Так мы плыли при боковом ветре до охотничьей избушки Николая Якина, а отпив в избушке чаю и поев оленинки, — до устья реки; в устье волна стала совсем сильна, но Женя уверенно ввел лодку в реку, где за обрывом грело солнышко и в воде плавали хариусы.

На море шумел, ухал, бил о берег шторм, а здесь, за обрывом, стояла тишина, только ветер посвистывал сверху да пригревало солнышко. Мы немного подремали. Потом солнце пошло вниз, стало синеть и холодать к вечеру, и всем нам стало как-то беспокойно. Не то чтобы совсем беспокойно, а просто исчез уют.

Женя Максимов два раза спросил у меня сигарету, хотя и не курил, как сам сказал утром, но сигарет у меня не было, а была трубочка, и он неловко ее сосал, потому что трубка у него все время тухла.

Наконец он сказал, что на той и другой полярке волнуются люди, потому что, конечно, они связались друг с другом, а тут этот шторм, и вообще волна не так сильна, чтобы сидеть, баллов шесть, тем более что берег скоро повернет навстречу, а навстречу можно плыть и при хорошей волне. Потом он сказал, что завтра на ледовую разведку выйдут несколько самолетов, и тут для радиста пропасть работы, потому что ледовики любят спрашивать о погоде. Одному же человеку со всем этим не успеть, а если не успеть, то будет из Певека втык, чего никак нельзя допустить. В общем, стало ясно, что сегодня надо на острове быть и мы там будем.

Он сел за руль, тезку своего посадил к мотору, а меня поставил на нос, чтобы я по цвету воды определял, где мелко, а где глубоко для нашей килевой шлюпки. И так на малом ходу мотора мы выбрались из реки. В устье на мелководье волны были совсем большими, лодку несколько раз стукнуло днищем, несколько раз взвыл мотор, когда обнажался винт. Но мы выбрались и сразу попали в качели. Широкая волна накатывалась с севера. Мы шли возле самого берега, и лодку то поднимало, так, что видны были цветочки на тундре, то опускало, так, что ни черта не разглядеть кроме воды. Но все это казалось безобидным и совсем нестрашным. Какой страх, когда цветочки в тундре видны? Наконец берег стал загибать, и вдали показался мыс Кибера, отвесный скалистый обрубок. Встречная волна сразу стала бить в нос, брызгать и заливать лодку, но это было уж совсем безопасно, и мы подальше отошли от цветочков и зарослей метлицы на сухом берегу.
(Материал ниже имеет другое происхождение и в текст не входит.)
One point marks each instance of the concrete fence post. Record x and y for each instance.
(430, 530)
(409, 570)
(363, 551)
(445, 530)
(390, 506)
В сумятице и толчее обыденки мы мечтаем иногда, что вот бы плюнуть на всё и уехать, уплыть, улететь к тихим берегам, к простой и разумной жизни, чтобы колоть дрова, топить печь, а в промежутках добывать себе хлеб с хорошим ружьем, верной собакой. В этой избяной простоте на ненаселенных землях, верим мы, придет сосредоточенность и единственно правильное понимание земной жизни. И всегда что-то находится, что мешает добраться до обетованных краев.
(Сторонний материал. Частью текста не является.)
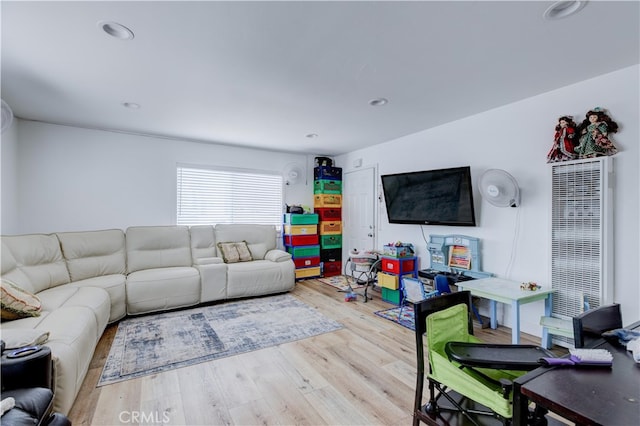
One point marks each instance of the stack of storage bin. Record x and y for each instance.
(301, 240)
(390, 279)
(327, 203)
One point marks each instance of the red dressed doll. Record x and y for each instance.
(564, 141)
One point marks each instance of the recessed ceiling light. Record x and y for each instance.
(378, 101)
(562, 9)
(116, 30)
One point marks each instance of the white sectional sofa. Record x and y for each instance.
(86, 280)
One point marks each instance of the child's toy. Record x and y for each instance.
(350, 297)
(529, 286)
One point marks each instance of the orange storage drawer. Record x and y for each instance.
(305, 262)
(327, 213)
(327, 200)
(301, 240)
(313, 271)
(330, 228)
(300, 229)
(398, 266)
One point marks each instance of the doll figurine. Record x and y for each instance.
(594, 135)
(563, 148)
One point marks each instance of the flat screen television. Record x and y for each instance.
(430, 197)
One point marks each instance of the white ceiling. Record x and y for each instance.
(265, 74)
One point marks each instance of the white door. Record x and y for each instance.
(359, 215)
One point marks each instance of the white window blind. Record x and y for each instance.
(208, 196)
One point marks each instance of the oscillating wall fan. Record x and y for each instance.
(7, 116)
(293, 174)
(499, 188)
Мне так и не удалось установить, кто же назвал остров именем Шалаурова. Чукчам остров был известен давно. Кстати, они рассказывали Федору Врангелю, что первым на острове поселился онкилонский старшина Крехай, который бежал туда после битвы с чукчами, а потом ушел на остров, носящий ныне имя Федора Врангеля. Но об этом чуть ниже.
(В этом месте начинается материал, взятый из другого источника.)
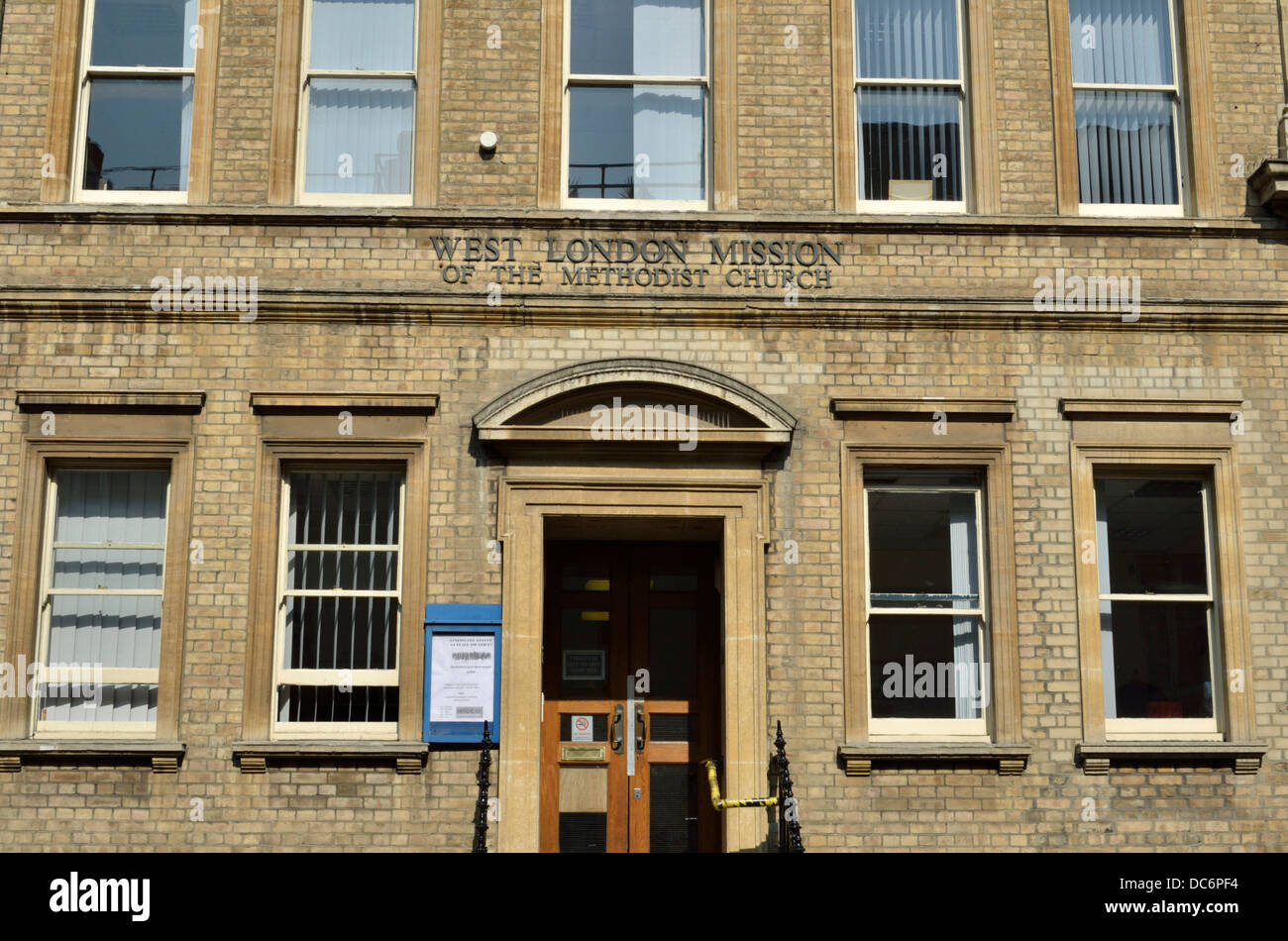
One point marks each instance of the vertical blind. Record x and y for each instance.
(909, 132)
(107, 564)
(342, 595)
(361, 130)
(1126, 128)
Остров Шалаурова вынырнул из-за берега, как живая мечта. Коричневый скалистый западный берег торчал из воды неприступной для суеты стеной, вечернее солнце заливало его верхушку, и там белел гостеприимным тесом новый балок, а совсем наверху торчал одинокий маяк. Восточная сторона сбегала вниз зеленым лугом, и это было единственное место, где можно пристать. Мы пристали к этому лугу и принялись разгружать лодку. Вначале нас было трое, потом появился гостеприимный пес, который вначале облизал Женю Максимова, потом нас по очереди, а за псом появился и одинокий радист Гешка Видмиденко, похожий в своей бороде на отощавшего от поста святителя.

До балка надо было подниматься, наверх метров триста, и мы шли по этой тропе навьюченные рюкзаками и спальными мешками, а по бокам носился ошалевший от изобилия людей пес, которого звали Боцман. Кроме Боцмана, из четвероногих на острове, как нам сообщили, были два зайца, видно попавших сюда по льду да так и оставшихся на лето. Женя Максимов все хотел нам их показать, но зайцы стеснялись незнакомых людей и шума и прятались в камнях.

С вершины острова хорошо было видно нашу дальнейшую дорогу: отсвечивающую краснотой впадину губы Нольде и синее марево равнинного берега, который тянется уже почти до мыса Биллингса. Этот отмелый берег был хуже всего на нашем пути, так как, если верить карте, метровая глубина начиналась километрах в двух, от берега, и тянулось это мелководье километров на семьдесят, а то и больше. Беда, если на таком участке застанет шторм на фанерной шлюпке.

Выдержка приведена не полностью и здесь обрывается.